Meta Superintelligence Labs has hired the founders and several team members from AI security startup Virtue AI, according to a report based on an internal memo viewed by Axios.

The move adds more security expertise to Meta as the company works to strengthen protections around its AI systems and agents. The hires come at a time when AI safety has become a bigger issue across the industry, especially after Anthropic recently released and then pulled back one of its latest models amid renewed scrutiny.

Virtue AI co-founders Bo Li, Dawn Song and Sanmi Koyejo are among those joining Meta, Axios reported. The broader Virtue AI team is also moving over, including employees who work on enterprise security products such as automated red teaming, runtime guardrails and AI governance. The financial terms of the arrangement were not disclosed.

In the memo, Meta said that safety and reliability are central as it rolls out AI products to a large user base and develops more capable agents. The company has been emphasizing security as its models and products become more powerful and more widely deployed.

The new hires will be split across Meta’s AI organizations. Li and Song will report to Nat Friedman, an executive at Meta Superintelligence Labs. Koyejo will report to Rob Fergus, who leads FAIR, Meta’s fundamental AI research group.

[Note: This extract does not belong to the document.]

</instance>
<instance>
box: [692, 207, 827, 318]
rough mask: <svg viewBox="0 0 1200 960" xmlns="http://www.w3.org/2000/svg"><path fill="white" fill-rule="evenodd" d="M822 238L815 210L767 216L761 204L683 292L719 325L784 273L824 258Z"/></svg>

The addition of Virtue AI talent reflects a broader push by major AI companies to focus on agentic security. As AI systems take on more autonomous tasks, labs are paying closer attention to how those systems can be tested, constrained and monitored. That concern has intensified as regulators and policymakers examine which models may face added scrutiny.

The reporting also notes that the White House may consider pulling certain AI models, underscoring the rising pressure on developers to prove their systems are safe. At the same time, OpenAI expanded access to its cybersecurity tools this week without drawing the same level of attention, according to Axios.

Meta has been using targeted recruiting to bolster its AI efforts. In March, the company also hired the founders and team behind Dreamer, another startup focused on helping users build agents. That pattern suggests Meta is not only chasing top technical talent, but also building out specialized groups that can support its broader AI strategy.

For Meta, the latest hires appear aimed at reinforcing trust and security around future products. As competition in AI intensifies, the company is making clear that safety work is becoming a bigger part of its superintelligence push.